それを楽しむかのように聞き、一呼吸を入れてから一気に話し始めた。
「めっちゃ慣れないというか、あんまりこういう機会もないので、こうしてお誘いいただいたことがとても光栄なんですけど、ここにはたくさんの仲間たちもいるし、知り合いの姉さんたちもいます」
客席前方に陣取った顔見知りに合図を送って、あゆは続ける。
「デビューしたての頃、20年くらい前に生きるのが辛くなって、どうしたらいいのかなと思って初めて行ったのが新宿二丁目で。
それ以来、自分のホームのような気がして、二丁目に帰ったらお母さんたちが待っとってくれて『今日は飲んどき』って言ってくれて……。

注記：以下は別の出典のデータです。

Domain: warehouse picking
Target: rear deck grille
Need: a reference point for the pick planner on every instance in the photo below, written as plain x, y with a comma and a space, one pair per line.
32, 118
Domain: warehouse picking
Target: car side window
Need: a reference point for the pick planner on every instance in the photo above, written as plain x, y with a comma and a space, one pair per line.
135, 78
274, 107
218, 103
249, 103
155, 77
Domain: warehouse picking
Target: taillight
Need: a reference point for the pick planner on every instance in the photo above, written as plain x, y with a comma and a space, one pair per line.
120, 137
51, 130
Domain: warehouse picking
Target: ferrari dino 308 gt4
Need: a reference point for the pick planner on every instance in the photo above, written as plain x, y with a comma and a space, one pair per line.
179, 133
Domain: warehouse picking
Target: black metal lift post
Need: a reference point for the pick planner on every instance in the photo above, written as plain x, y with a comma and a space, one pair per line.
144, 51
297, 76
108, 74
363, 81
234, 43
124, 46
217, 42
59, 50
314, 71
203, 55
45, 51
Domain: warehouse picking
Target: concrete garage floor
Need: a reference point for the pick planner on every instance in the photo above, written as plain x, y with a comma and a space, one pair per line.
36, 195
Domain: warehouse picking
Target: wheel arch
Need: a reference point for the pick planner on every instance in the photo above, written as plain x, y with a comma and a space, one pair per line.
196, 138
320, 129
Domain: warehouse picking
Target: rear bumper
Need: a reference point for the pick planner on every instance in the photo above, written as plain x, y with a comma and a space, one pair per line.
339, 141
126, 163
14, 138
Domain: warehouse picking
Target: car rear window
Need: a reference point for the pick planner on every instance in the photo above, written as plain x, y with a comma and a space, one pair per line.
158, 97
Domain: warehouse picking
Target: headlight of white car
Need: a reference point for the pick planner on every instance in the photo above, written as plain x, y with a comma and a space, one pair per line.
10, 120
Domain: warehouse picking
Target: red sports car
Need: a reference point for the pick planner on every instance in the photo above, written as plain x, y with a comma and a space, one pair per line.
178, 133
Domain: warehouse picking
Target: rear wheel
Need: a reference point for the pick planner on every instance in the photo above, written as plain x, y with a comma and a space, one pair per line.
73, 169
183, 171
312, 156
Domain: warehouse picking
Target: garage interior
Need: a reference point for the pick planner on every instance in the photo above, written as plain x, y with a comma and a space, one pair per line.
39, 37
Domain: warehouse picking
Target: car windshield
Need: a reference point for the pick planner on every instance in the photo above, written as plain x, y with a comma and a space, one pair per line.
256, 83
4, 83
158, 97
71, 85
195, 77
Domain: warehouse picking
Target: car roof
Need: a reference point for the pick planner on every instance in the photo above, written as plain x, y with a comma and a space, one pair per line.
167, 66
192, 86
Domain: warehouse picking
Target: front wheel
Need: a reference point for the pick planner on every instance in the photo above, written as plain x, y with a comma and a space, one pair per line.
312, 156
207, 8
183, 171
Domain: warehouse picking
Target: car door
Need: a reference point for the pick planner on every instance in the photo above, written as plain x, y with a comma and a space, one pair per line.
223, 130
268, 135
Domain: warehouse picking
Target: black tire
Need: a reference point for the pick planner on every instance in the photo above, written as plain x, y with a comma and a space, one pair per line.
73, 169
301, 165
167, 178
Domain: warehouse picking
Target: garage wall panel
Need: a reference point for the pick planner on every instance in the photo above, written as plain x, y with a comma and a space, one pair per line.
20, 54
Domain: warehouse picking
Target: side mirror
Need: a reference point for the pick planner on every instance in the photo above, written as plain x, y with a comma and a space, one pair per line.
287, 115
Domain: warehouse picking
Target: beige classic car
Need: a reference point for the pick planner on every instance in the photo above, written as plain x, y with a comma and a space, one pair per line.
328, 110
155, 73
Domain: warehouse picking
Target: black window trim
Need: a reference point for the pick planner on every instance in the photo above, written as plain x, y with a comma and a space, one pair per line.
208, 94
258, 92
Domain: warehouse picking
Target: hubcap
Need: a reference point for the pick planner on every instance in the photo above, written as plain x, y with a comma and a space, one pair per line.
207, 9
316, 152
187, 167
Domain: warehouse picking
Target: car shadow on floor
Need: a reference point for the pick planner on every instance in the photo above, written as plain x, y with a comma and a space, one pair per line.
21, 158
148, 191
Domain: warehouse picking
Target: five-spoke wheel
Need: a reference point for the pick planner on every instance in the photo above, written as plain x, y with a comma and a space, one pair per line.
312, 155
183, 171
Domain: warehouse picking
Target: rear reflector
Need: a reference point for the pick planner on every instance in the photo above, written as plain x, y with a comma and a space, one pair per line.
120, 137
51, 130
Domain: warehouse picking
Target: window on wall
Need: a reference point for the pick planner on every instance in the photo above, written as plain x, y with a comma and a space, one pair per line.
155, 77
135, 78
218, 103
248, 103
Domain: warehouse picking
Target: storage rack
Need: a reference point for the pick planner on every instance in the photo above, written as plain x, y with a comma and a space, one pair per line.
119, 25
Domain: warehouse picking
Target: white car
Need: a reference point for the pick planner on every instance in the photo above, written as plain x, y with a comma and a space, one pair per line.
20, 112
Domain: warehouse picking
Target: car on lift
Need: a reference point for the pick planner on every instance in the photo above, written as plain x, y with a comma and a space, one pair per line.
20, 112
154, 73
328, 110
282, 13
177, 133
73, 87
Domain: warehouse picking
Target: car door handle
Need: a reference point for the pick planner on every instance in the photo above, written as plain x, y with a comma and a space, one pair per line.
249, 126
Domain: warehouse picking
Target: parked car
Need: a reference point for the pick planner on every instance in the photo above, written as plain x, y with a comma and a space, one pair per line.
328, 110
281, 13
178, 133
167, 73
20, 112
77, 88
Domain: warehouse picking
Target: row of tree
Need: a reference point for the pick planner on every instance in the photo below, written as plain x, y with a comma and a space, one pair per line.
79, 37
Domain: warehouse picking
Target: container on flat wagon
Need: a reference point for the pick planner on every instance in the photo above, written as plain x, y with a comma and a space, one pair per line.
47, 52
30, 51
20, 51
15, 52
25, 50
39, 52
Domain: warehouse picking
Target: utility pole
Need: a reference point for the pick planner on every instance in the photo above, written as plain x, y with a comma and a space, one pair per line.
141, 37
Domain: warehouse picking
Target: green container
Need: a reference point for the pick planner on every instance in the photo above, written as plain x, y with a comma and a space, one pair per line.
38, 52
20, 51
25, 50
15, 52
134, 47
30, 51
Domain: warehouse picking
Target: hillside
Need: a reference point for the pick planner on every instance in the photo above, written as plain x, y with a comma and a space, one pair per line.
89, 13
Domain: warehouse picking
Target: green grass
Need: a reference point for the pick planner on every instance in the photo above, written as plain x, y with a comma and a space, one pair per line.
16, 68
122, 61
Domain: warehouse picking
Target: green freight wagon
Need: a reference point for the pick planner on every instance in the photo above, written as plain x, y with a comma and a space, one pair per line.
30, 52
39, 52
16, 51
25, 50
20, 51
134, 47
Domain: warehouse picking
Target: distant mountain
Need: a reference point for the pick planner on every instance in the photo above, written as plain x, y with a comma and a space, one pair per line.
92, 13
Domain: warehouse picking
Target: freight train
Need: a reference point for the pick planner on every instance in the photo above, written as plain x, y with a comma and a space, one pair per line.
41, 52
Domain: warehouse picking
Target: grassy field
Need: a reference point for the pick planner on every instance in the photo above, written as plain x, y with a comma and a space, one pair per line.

嬉しいとき、喜怒哀楽すべてを二丁目の仲間たちと過ごしてきたからこそ、今の私があると思っています」
あゆコールでいっぱいだった会場が、しんと静まり返っている。あゆの話す言葉に誰もが聞き入っている。そして、イベントの主旨であるLGBTについて、こう話す。
「日本はまだまだコンサバティブ(保守的)ですから、マイノリティ(少数派)が間違い、社会的弱者というイメージが拭えないという部分はあります。

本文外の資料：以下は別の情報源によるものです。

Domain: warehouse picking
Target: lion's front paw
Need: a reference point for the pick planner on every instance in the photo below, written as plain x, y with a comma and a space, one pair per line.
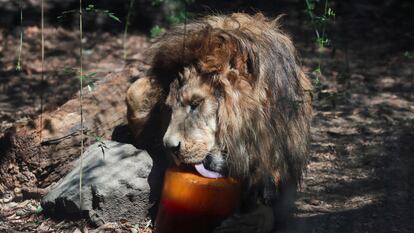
260, 220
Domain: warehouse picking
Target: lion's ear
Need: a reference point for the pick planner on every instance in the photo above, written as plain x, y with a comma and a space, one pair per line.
216, 52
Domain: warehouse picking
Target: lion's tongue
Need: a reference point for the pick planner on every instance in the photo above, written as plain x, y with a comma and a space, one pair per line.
206, 173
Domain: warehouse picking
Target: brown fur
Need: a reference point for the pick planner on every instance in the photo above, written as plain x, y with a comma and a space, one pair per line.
246, 69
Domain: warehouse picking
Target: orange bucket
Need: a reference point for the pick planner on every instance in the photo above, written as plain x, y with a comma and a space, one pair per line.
191, 203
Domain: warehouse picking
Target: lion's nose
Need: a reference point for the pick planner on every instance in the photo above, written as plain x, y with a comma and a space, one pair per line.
172, 143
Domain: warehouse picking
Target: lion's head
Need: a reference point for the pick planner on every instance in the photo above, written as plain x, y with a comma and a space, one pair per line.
236, 97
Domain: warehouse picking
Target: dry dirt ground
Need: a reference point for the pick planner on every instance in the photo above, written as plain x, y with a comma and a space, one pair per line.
360, 177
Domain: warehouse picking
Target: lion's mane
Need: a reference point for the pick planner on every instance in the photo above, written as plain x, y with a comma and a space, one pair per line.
265, 109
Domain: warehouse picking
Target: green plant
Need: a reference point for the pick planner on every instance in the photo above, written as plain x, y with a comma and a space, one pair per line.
176, 13
91, 9
319, 23
127, 22
81, 78
156, 31
19, 53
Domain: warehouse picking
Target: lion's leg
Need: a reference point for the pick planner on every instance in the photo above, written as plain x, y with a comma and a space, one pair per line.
142, 97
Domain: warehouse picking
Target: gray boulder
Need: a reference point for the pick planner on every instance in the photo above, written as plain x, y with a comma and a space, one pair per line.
114, 186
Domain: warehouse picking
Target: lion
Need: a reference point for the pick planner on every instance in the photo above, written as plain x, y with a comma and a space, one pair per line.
233, 97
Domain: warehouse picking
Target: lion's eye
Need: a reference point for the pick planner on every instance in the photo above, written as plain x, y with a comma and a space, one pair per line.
194, 105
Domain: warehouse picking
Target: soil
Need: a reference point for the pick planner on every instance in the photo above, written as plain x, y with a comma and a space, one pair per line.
360, 176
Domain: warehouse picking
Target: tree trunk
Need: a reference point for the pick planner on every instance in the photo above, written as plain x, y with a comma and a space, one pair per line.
28, 160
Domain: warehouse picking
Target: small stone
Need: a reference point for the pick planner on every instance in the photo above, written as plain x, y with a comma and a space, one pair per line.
21, 213
115, 186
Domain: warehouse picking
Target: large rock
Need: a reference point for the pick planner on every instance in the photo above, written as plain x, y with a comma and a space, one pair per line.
114, 186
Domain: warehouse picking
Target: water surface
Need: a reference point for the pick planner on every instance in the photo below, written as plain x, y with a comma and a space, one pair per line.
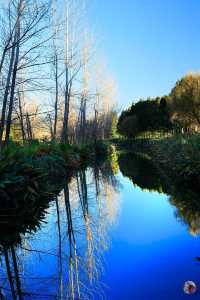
114, 232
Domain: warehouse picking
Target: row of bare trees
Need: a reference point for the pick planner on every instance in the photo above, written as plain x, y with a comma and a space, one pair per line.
48, 83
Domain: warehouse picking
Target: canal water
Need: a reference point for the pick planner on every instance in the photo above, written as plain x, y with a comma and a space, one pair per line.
112, 233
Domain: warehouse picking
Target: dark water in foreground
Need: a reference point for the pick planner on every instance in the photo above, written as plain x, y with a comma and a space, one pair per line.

でも、マジョリテイ(多数派)が勝ち組で正しいということはないと私は思っています。
これから先も、生きるのに肩身が狭くなったり諦めたりする瞬間があると思いますが、この日のことを思い出してください。
ずっとずっと自分に誇りを持って進み続けていってほしいと思います。私もマイノリティのひとりとして、みなさんと一緒にこれからも一緒に歩ませていただきたいと思っています」
あゆの声は、静まり返る会場の隅々まで届いた。観客も、マスコミも、その言葉を聞いた。あゆは最後に「これ以上しゃべると泣いてしまうけん」と博多弁で言葉を締めて、ステージ曲に戻った。

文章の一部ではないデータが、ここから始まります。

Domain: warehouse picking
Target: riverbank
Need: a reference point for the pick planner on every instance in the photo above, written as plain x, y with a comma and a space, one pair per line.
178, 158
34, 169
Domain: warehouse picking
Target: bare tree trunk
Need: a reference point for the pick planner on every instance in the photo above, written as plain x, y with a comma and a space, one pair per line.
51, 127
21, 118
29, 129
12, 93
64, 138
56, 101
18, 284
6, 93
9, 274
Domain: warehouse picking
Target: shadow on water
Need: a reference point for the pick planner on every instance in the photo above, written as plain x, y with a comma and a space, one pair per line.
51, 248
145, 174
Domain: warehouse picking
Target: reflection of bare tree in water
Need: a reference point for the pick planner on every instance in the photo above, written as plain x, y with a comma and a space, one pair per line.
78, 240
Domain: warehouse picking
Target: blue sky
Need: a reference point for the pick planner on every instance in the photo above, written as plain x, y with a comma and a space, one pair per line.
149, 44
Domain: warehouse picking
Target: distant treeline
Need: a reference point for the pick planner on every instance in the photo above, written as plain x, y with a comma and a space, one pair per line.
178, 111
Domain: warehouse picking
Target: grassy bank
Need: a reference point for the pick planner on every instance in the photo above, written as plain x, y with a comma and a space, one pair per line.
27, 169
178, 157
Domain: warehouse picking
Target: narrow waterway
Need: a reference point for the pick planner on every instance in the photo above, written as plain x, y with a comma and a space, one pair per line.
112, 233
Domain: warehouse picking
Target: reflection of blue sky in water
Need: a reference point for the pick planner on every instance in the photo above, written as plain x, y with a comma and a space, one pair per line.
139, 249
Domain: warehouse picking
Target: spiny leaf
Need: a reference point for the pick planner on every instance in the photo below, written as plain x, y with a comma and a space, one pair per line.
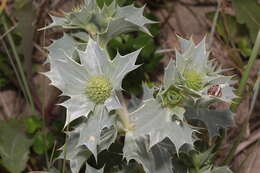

日本の芸能人はなかなか社会問題を口にしない。それは、自身の仕事に影響が及ぶことが多いからだ。女性はなおさら。「お前が言うな」みたいな風潮があり、ネットで炎上し、仕事の範囲を狭めてしまうこともある。
あゆは、影響力のある歌手だ。これまでも、何か発言すると騒がれてきた。しかし、このLGBT発言は、あゆだからこそ発言できるのだろう。あゆの言葉だからこそ受け入れられるのだろう。
この日集まった人たちにとって、あゆの応援は大きな支え、大きな力になったんだろうと感じさせた。あゆの影響力を改めて見せつけられたステージだった。(写真・文/芸能レポーター川内天子)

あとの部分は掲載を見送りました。